With that Sensei places the black stones on the board. "Who can tell me where the weaknesses in this corner are?" Then he points to someone in the audience. "What do you say?" "I think the 3-3 point is the biggest weakness." "Okay, thank you. He says a. How about you," continues Sensei, pointing at another listener. "Maybe b." "Thank you. How about you?" "I think c is a weak point." "Thank you," says Sensei and continues until all have given a response. Then he examines the choices.
"We can dismiss c as an endgame move. It's certainly too early to play it here, when there are other, more important weaknesses to exploit. Someone thought that the 3-3 point is the biggest weakness. That is correct. The basic variation to consider is that of Diagram 2. Black lives easily with the sequence to 7. And please remember to play the move at 7 in situations like this. Can anyone tell me why?" Immediately a voice called out: "It makes definite eyes in the corner!" Obviously, that was a regular student of Sensei's lectures who had taken his teachings to heart. "Yes! Of course it does!" Sensei remarked with a delighted look.

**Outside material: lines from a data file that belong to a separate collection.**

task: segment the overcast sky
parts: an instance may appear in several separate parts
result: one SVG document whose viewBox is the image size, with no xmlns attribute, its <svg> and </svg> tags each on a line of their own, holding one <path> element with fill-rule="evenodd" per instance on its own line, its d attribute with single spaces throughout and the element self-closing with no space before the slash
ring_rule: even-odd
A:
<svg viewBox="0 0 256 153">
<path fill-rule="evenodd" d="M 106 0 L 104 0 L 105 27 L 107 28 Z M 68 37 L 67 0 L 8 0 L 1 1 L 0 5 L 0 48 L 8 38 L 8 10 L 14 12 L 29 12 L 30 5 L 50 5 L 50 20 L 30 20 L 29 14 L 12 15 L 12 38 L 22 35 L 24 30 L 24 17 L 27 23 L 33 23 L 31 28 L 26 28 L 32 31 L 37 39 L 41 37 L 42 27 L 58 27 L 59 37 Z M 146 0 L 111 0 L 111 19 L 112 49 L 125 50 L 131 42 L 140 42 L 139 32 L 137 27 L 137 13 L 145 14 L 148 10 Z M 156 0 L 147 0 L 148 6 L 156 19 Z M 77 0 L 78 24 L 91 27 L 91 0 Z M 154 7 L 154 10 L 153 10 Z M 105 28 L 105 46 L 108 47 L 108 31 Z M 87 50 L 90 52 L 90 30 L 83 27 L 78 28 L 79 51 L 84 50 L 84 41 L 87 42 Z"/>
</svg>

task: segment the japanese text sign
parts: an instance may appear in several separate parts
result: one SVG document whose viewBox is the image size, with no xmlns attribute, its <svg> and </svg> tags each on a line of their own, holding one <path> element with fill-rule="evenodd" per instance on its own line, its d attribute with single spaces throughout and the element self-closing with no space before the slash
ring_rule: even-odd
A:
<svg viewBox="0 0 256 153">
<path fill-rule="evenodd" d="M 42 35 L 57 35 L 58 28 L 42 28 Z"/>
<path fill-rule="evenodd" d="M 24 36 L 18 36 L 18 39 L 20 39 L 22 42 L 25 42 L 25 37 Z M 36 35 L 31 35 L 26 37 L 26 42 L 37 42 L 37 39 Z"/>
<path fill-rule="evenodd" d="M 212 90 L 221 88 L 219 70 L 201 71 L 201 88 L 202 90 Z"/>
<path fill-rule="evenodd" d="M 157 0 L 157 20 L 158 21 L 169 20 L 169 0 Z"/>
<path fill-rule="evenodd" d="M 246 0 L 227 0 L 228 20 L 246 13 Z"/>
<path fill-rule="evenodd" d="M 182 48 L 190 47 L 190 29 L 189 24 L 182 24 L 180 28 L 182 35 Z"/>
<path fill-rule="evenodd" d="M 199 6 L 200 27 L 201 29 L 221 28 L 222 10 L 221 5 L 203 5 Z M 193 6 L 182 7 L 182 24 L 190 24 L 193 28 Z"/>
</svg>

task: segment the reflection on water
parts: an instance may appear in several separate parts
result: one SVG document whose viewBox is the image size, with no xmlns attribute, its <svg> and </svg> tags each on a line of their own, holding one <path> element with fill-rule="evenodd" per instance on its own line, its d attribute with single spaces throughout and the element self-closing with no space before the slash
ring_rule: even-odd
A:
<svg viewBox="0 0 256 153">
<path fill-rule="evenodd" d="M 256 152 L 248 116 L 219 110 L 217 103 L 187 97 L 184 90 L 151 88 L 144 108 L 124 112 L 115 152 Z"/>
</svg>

He then asked another person about the move at b."Well," was the reply, "if black's stone on the upper side was one point to the right, black could play at 1 and 3 in Diagram 3, but it doesn't work here." "Exactly!" Sensei exclaimed. "The variation in question follows the exchange of black a for white b, then black plays c. White cuts with d and f, and black aims to make use of the ataris at g and i. Now if black's stone was one point closer, at j, the white stones would be subject to atari in a ladder to the edge of the board. But as pointed out, that is no good."
Sensei then subtly alters the situation as in Diagram 4. Here black's stone on the upper side is one point closer to the white group, but the black invasion at 1 is still no good since white has an extension on the right side. "Now white can embarrass black by attacking at 6. So you have to be more creative."
"First black must play a diversion with black 1 in Diagram 5. When white responds 2, black can dive in the corner with 3. But what is the best response to white 4?"
At this point Sensei asked the audience to split into 2 groups for individual attention. Each one consisted of five or six people gathered around a go board. Sensei then proceeded to review the lesson in detail, first by asking the group to demonstrate the vital points and the model variations he had just lectured on. Then he took up the test question in Diagram 5. "What would you do if white came at you with the off-beat move of 4 in Diagram 5?" "I would rejoice in my heart!" a confident student piped up.
"Ah!" said Sensei, chuckling. "Someone knows that it is a weak move!" Then he asked all where the vital point was. Most of the students chose the 3-3 point of a in Diagram 6. But then a white move at 1 puts white on the spot. Then the confident student pointed out that black 1 is correct. "Ah! A tricky move! You can see that black is aiming at the point of b. The variation in Diagram 7 leaves a weakness at a."
After a few concluding remarks, Sensei dismissed the class. It had been another delightful day at the LA Go Club.